During the trial it was heard that there was a 90 minute window on September 22 2016 when Wilkins was left alone with the baby when it was said she caused his injuries.

But she claims she merely took a shower, did her hair and put on her make-up ready for a counselling session during this time before leaving the baby with Vanselow for the rest of the day.

The court heard suspicions were raised when she remained “unusually” calm and showed no emotion while her son, who can not be named for legal reasons, fought for life in hospital.

Wilkins claims she was just suffering from shock.

She added: “I did not want to leave him and just thought I have got to keep it together. If I came across that way it was because I was in shock and not that I didn’t care.

“Before that I was shaking uncontrollably.
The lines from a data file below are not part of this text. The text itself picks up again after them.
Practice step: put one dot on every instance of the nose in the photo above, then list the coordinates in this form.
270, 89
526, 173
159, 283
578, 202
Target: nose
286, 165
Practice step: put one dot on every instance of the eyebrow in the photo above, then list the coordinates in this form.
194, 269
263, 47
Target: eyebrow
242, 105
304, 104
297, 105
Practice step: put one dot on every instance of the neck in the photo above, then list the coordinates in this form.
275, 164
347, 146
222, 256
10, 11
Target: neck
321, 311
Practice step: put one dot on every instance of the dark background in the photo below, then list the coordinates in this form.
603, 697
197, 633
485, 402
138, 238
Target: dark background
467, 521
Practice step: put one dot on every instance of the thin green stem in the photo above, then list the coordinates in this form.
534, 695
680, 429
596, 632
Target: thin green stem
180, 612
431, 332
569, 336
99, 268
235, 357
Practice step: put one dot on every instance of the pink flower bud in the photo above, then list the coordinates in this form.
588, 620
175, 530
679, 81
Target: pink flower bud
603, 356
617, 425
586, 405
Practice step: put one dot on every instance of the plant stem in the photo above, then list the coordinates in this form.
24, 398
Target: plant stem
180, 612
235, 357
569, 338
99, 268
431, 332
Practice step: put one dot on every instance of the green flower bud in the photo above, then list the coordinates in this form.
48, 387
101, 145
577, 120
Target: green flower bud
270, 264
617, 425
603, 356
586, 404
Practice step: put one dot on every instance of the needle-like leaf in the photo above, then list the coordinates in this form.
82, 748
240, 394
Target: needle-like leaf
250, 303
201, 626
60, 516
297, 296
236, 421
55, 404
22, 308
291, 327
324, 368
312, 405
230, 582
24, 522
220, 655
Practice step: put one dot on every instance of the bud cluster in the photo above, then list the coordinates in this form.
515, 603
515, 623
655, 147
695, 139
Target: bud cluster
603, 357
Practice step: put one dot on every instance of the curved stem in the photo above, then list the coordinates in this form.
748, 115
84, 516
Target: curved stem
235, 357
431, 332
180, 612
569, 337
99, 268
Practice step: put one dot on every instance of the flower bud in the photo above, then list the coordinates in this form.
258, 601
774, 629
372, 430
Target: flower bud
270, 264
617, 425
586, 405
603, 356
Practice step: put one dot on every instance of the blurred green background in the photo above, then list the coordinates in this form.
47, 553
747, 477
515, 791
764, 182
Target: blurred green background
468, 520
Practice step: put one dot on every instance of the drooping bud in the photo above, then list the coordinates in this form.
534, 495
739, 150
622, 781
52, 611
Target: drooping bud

“I was also shaking wildly when the verdict came in. I just thought I have got to keep it together.

“It was surreal and I didn’t really know what was happening. It was like it was slowing down.

“I just completely broke down.”

Wilkins said the main thing she was focused on now was a future being reunited with her son.

She added: “The most common thing I am asked is how my son is doing and I am able to tell them he is doing well.

“They feared he would suffer longer term damage but until they talk it is hard to know. He had a brain operation and he was paraylsed down the left hand side of his face. They said he would never talk, would never crawl or sit up but he has done all of these things.

“He is developing into a very articulate young man.

“I last saw him during the trial but it is difficult now. I worry he is saying ‘where has mummy gone?’ and no good mother would ever give up on their child.

“I want him back with me, but it all depends on how long everything takes and if he can’t be with me then I know the people he is with are amazing and he is very loved.

“If he is then six or seven by this point I would want to take his wishes into account.”

Wilkins was already the subject of one vigilante attack during the trial and said she initially feared what the reaction would be to her in prison – but claims that after hearing the details of her case her fellow inmates have been very supportive.

She added: “I was quite bad when I first moved in and had self-harm issues but that is long behind me now.

“I was concerned people may have issues with me because of the media, but after staff and prisoners heard about the issues, the family court judgement, the polygraph, they are all 100 per cent behind me which is wonderful.

“I am very excited by what happens now.

“I would prefer to be home but I think I have reached the point of being as happy as I can be here thankfully.”